As a Gates Millennium Scholar, Luisa completed her bachelor’s degree specializing in neuroscience & physiology at the University of California, San Diego. She co-authored a book titled “Mexican Migration and the U.S. Economic Crisis: A Transitional Perspective” in collaboration with the Mexican Migration Field Research Program. Her work focuses on parallel relationships between traditional and scientific medicine. Subsequently, Luisa became a licensed Emergency Medical Technician where she provided her services for three years in Imperial County on the U.S.-Mexico border, which has the highest unemployment rate in California.
In the educational sector, Luisa served as Civil Engineering Department Lead for two years at the national Mathematics, Engineering, Science, Achievement (MESA) program. She took the IOA STEM Programs to an international audience utilizing her experience of 10 years in the U.S.-Mexico border region, where she designed an innovative workshop for both students and instructors in Argentina and Mexico.
Luisa continues her mission to advance teaching and learning excellence through her collaboration with UC San Diego and serves as a spokesperson, panelist and instructor in national and international leadership, academic and health and science forums.
Before joining InquireFirst, Denisse A. Tirado was director of the Institute of the Americas Summer Camp on Science and Innovation. For six years, Denisse helped organize the camp for more than 200 students from 16 Latin American countries, the Caribbean and the U.S. who received scholarships to attend the two-week program. The camp, which is conducted in Spanish, is designed for motivated students who have demonstrated interest in science and desire to go to college, but they need support and motivation from educators.
In 2015, Denisse launched a five-day workshop, complementary to the Science & Innovation Summer Camp, that engages high school science instructors in an idea-generating program designed to promote innovative teaching techniques in Science, Technology, Engineering and Mathematics (STEM).
Denisse also worked with the Vice President of the Institute of the Americas, S. Lynne Walker, in coordinating logistics for professional development workshops for journalists in Latin America and the Caribbean.

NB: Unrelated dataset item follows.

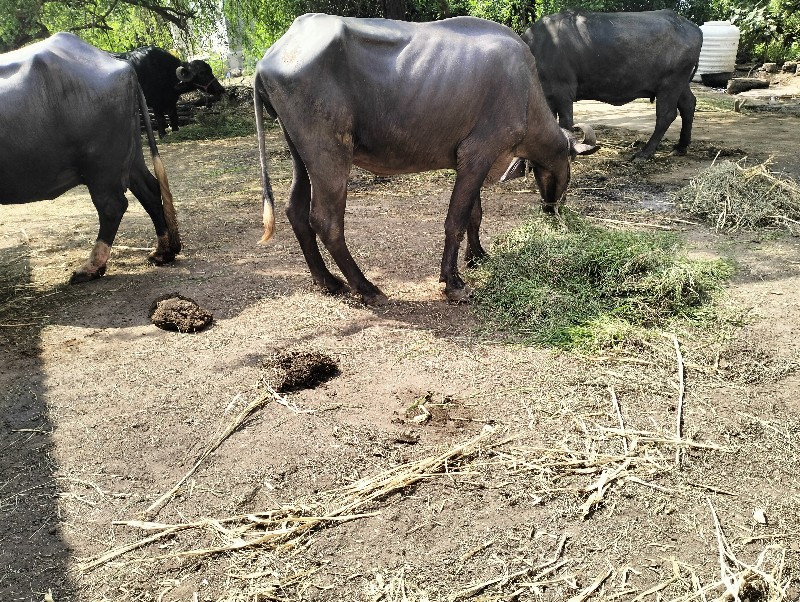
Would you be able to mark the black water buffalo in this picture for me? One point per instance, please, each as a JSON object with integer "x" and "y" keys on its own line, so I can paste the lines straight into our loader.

From 2007-2010 Denisse worked in the Office of Academic Support and Instructional Services (OASIS) at the University of California, San Diego. Where she supported underrepresented freshmen students in achieving maximum academic and personal success and satisfaction with first- year college experience via weekly group meetings with a facilitator, an academic counselor, and a mentor. During this time, Denisse also volunteered at Gompers Middle School tutoring 6th grade English.
Denisse has a Bachelor of Arts in International Studies focused on Political Science and a Minor in International Migration Studies from the University of California, San Diego.
Denisse earned her MBA from California State University San Marcos, where she now serves as Director of MBA Operations. Her specialization is business intelligence.